Two weeks ago, I was working on [film name deleted - hey, I gotta keep some things confidential], and was setting up one light on one of the many shots that were taken that day. As usual, one of the grips followed with a few flags and a C-Stand, looked at me, and sarcastically made the remark "this is where the art begins now", and promptly shaped the light I set. We had a giggle, and then enjoyed eating multitudes of craft service as we watched shots being taken.

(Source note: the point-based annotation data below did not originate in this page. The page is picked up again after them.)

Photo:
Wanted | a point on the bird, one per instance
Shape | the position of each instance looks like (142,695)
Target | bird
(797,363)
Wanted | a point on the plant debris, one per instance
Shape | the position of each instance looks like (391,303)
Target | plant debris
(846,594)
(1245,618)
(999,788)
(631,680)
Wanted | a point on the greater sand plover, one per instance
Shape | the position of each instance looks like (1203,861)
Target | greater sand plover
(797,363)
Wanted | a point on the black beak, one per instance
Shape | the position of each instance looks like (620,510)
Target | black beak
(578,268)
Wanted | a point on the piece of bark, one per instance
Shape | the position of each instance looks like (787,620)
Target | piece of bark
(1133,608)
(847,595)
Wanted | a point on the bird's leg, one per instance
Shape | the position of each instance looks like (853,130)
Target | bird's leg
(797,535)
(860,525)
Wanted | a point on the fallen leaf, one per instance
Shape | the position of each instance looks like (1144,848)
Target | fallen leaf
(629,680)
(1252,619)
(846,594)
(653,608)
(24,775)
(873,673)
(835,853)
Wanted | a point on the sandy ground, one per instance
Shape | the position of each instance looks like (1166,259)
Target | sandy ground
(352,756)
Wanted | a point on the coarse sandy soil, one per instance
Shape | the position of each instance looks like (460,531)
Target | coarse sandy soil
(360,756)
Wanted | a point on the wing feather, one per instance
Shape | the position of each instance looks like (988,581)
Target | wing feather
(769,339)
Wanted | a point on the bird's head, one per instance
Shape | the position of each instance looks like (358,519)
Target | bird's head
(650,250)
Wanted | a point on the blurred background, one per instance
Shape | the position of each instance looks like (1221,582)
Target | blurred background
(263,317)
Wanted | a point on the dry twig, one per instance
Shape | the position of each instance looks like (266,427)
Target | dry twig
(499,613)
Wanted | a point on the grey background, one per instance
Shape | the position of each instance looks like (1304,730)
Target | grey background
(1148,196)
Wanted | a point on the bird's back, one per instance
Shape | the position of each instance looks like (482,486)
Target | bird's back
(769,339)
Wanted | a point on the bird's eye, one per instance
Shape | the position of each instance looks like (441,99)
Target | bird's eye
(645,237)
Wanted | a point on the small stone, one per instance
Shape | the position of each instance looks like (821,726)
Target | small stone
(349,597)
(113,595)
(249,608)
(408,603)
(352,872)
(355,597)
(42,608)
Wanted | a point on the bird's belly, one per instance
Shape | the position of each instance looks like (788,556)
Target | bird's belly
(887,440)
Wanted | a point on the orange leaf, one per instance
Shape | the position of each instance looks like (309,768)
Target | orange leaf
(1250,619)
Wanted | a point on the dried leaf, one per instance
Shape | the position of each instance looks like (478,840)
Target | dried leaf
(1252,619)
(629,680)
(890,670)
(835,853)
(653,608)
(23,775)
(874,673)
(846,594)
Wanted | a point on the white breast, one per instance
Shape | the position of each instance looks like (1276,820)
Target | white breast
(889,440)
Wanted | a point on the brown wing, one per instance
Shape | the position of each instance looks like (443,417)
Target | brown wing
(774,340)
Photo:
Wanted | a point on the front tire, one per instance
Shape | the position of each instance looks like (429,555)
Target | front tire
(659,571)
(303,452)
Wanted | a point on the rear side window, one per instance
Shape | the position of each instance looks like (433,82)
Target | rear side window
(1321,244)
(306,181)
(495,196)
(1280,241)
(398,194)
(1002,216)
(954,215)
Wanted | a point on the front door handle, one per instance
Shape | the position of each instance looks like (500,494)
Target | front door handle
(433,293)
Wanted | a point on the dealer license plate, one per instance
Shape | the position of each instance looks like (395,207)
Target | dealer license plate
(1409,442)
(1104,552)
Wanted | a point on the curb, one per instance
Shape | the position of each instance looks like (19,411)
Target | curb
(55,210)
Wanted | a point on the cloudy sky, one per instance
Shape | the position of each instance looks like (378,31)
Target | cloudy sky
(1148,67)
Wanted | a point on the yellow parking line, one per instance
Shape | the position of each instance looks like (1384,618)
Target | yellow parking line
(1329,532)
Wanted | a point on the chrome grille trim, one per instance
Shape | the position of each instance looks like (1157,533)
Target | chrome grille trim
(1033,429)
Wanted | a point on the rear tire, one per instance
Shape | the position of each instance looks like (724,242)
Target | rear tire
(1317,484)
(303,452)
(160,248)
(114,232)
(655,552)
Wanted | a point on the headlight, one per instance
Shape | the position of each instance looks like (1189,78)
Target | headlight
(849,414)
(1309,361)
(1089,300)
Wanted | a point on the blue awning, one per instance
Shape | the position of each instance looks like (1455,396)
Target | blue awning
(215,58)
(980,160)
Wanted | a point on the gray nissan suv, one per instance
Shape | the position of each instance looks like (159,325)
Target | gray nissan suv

It really helped me recognize the full collaborative effort of all the artisans involved, at a much deeper level. But this wasn't anything new, rather just a deepening and broadening of the appreciation of the efforts of every job, no matter how simple it may be. What I didn't realize until just a few days ago, was when the crew (or a shorter version thereof) had to reshoot a few scenes because 2000 feet (about 20 minutes of footage) was ruined because of a scratch down the whole length of the film (hey, $275 in my pocket for the day after taxes). No, the film will never win an Oscar for Best Picture or the like, nor the Palm D'or, but commercial film keeps us film types fed and clothed. But I did realize just the amount of art in the performance, and that grips effort shaping light just may have been the most amount of art on the set.